L’ALD permet donc une prise en charge totale des soins essentiels liés à la pathologie, mais certains frais réglementaires ou personnels restent à charge, sauf si une complémentaire santé les couvre. |
Vers une redéfinition du périmètre de prise en charge ?
Il faut savoir que la déclaration de Yannick Neuder s’inscrit dans une tendance déjà amorcée par le gouvernement précédent, qui avait affirmé la nécessité de moderniser un système conçu à une époque où les perspectives thérapeutiques étaient plus limitées. En 2024, l’ex-ministre de la Santé et de la Prévention Frédéric Valletoux avait en ce sens expliqué l’importance, selon lui, de revisiter la « pertinence » de ce régime, sans pour autant remettre en cause le principe d’égalité d’accès aux soins.
Dans son rapport sur les dépenses de santé publié en avril 2025, la Cour des comptes recommandait également des contrôles plus systématiques des prestations et une focalisation sur les soins véritablement justifiés par l’état clinique du patient.

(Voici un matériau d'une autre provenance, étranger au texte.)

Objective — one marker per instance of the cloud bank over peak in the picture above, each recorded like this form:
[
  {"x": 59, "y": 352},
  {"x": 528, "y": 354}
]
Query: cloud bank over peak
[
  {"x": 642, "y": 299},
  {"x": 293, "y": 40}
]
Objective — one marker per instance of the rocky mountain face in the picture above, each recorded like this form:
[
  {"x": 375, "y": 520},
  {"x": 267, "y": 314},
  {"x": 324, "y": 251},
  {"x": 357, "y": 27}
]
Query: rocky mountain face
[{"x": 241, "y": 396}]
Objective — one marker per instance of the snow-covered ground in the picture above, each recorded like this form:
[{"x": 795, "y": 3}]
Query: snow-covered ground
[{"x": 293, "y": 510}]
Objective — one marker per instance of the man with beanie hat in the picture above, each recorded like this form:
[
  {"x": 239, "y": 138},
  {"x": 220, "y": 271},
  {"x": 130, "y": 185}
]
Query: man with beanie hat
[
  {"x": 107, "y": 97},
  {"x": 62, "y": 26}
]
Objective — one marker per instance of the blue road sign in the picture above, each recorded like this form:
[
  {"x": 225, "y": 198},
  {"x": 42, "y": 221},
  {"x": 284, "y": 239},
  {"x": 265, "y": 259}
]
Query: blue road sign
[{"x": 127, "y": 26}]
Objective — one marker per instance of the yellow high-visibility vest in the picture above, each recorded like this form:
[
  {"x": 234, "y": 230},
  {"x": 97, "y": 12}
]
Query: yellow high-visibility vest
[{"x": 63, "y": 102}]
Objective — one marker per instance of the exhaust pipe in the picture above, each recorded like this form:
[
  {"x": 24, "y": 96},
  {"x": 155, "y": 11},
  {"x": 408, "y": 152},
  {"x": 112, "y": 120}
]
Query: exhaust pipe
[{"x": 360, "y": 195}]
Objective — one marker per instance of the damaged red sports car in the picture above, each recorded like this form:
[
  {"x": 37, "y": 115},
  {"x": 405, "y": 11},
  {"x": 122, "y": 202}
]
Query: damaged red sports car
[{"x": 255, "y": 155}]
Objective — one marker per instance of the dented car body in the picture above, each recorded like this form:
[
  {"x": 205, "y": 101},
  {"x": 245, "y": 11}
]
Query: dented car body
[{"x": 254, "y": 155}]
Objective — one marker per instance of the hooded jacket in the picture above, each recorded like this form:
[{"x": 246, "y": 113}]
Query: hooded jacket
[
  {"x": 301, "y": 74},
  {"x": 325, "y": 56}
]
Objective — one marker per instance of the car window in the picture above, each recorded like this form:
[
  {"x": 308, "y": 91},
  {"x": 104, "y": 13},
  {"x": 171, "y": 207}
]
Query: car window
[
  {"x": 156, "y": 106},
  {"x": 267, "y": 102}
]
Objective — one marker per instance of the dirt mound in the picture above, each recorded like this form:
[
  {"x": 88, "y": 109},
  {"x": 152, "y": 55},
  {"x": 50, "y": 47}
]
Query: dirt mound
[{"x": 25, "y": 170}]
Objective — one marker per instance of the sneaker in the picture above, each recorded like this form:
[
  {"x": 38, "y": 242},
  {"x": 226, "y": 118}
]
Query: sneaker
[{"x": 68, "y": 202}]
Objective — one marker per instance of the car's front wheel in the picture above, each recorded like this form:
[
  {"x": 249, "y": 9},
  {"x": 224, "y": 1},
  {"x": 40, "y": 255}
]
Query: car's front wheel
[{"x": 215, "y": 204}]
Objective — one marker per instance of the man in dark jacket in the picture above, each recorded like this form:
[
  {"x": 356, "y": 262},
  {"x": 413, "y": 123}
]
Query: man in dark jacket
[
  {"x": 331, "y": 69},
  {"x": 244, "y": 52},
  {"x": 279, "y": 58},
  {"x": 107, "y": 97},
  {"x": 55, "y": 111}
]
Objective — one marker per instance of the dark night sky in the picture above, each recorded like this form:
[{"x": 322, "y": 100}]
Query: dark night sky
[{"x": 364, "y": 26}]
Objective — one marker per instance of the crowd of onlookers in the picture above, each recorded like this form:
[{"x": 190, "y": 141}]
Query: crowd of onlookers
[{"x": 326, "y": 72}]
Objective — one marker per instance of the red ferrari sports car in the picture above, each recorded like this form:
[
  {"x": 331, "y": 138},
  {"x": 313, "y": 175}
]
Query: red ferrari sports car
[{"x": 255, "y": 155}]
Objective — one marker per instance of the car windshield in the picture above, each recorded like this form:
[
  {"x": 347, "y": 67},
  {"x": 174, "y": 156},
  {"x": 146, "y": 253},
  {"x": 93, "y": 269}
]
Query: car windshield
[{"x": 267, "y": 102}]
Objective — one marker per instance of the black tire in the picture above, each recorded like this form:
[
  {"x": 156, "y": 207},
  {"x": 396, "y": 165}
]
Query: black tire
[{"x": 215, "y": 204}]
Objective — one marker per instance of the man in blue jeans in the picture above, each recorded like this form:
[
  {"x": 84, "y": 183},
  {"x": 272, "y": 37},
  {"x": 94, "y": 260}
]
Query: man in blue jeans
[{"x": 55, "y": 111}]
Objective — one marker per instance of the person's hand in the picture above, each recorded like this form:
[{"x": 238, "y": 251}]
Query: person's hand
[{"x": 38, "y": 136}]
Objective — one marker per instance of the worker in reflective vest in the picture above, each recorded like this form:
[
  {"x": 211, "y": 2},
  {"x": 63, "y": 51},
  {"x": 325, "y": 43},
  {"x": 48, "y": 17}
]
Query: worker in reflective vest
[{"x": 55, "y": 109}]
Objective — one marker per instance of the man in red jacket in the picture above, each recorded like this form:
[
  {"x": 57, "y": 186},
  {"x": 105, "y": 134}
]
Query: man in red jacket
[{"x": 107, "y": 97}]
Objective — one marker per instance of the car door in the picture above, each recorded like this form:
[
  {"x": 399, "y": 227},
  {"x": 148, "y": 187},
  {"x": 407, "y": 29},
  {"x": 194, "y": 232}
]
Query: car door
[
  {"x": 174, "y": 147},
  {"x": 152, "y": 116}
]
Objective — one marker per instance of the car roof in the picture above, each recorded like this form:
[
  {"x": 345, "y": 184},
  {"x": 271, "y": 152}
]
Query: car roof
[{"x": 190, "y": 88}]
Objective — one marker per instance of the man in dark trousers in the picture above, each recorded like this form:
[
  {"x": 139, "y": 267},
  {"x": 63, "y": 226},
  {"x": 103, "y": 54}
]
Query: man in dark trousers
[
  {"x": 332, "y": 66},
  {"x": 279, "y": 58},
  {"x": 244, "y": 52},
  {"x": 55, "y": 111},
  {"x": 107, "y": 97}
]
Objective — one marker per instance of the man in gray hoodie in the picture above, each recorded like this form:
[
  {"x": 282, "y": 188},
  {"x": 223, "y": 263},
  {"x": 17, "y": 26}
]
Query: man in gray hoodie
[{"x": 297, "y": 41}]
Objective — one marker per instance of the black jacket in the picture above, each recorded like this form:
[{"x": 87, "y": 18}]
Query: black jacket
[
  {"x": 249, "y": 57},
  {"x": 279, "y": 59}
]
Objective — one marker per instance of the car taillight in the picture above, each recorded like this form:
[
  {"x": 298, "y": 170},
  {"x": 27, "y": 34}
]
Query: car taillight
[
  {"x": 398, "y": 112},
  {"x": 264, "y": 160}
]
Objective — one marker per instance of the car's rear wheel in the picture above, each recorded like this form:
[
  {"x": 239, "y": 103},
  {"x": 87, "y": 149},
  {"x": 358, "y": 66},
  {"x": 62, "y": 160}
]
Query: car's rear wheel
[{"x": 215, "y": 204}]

Une réforme politiquement sensible
Toute évolution du régime des ALD s’annonce cependant délicate. En 2024, plusieurs associations de patients, comme France Assos Santé, avaient tiré la sonnette d’alarme en estimant qu’un recul de la prise en charge risquerait de creuser les inégalités d’accès aux soins pour des personnes particulièrement vulnérables. L’association avait déjà questionné certaines mesures comme l’augmentation des franchises médicales, jugée injuste pour les personnes atteintes d’une ALD. Selon elle, malgré l’absence de ticket modérateur, les patients se trouvent dans une situation déjà fragile : ils supportent des restes à charge souvent bien supérieurs à la moyenne, en raison de la fréquence et de la complexité de leurs soins. Au-delà des dépassements d’honoraires ou du forfait hospitalier, la nature de leur pathologie les oblige souvent à assumer des frais mal ou non remboursés : soins dentaires plus fréquents, matériel médical, médicaments spécifiques, mais aussi des coûts invisibles dans les statistiques, comme des produits d’hygiène, le recours à du soutien psychologique, ou encore des frais de transport récurrents.
Aujourd’hui, le ministre Yannick Neuder tempère les inquiétudes en affirmant qu’aucune économie ne sera réalisée « sur le dos de la santé des français ». Le gouvernement promet ainsi une concertation approfondie d’ici l’automne, dans le cadre du futur projet de loi de financement de la Sécurité sociale.